Il senso dei “#noeuro” per la svalutazione

Creato il 23 aprile 2014 da Keynesblog @keynesblog

di Joseph Halevi, Università di Sydney

Pochi giorni fa si è tenuto a Roma un convegno sul tema “Europa senza euro” [link]. Da ciò che ho letto, sembra che tutti (ad esclusione degli invitati “contro” la tesi del convegno) siano stati d’accordo sul fatto che, fuori dall’euro, con le flessibilità nei tassi di cambio, tutto funzionerà per il meglio. Si può essere più banali di così?

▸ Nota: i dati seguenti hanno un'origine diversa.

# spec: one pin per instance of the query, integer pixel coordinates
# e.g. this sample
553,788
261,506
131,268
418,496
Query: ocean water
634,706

Basta un’osservazione per tagliare la testa al toro (si fa per dire, ci scusi il toro). I “tutti” del convegno provenivano non solo dall’Italia. Quindi si faccia l’ipotesi che il mondo politico, fulminato dalla chiarezza di costoro, li nomini ministri dell’economia nei rispettivi paesi del Mediterraneo. Tutti usciranno dall’euro ed ecco che le svalutazioni si annulleranno e i mediterranei entreranno in concorrenza “negative sum game” (gioco a somma negativa, ndr) tra di loro. Ma svaluteranno nei confronti del blocco Germania-Olanda-Austria-Finlandia. La Finlandia, inguaiata com’è (più sul piano economico che su quello sociale), lascerà il blocco subito, e anche l’Austria sarà sotto fortissima pressione, sia direttamente da parte dell’Italia che per la svalutazione della Slovenia, la quale, inevitabilmente, dovrà seguire l’Italia cui è legata a triplo filo. Sempre che la teoria funzioni nella pratica, non si può pensare che la Germania e l’Olanda possano assorbire un incremento delle esportazioni dei mediterranei, Francia ed Italia comprese (e non è poco), tale da far ripartire il gruppo degli svalutati.

Il risultato più probabile sarà un cambiamento dei rapporti di scambio, ma nel contesto di una recessione nel residuo blocco Germania-Olanda (le quali perdendo esportazioni, perderanno occupazione e domanda interna) e quindi con bilance commerciali più favorevoli ai mediterranei, ma su un livello di domanda aggregata totale più basso. Vale a dire l’aggiustamento in termini di prezzi internazionali (tassi di cambio) non può aggirare l’effetto negativo sulla domanda complessiva dei paesi la cui moneta si rivaluterebbe (Germania, Olanda e pochi altri). Pertanto la vera soluzione dipenderà da quanto importerà lo Zio Sam (gli Stati Uniti, ndr). Tutto finisce in gloria, cioè in America (del Nord).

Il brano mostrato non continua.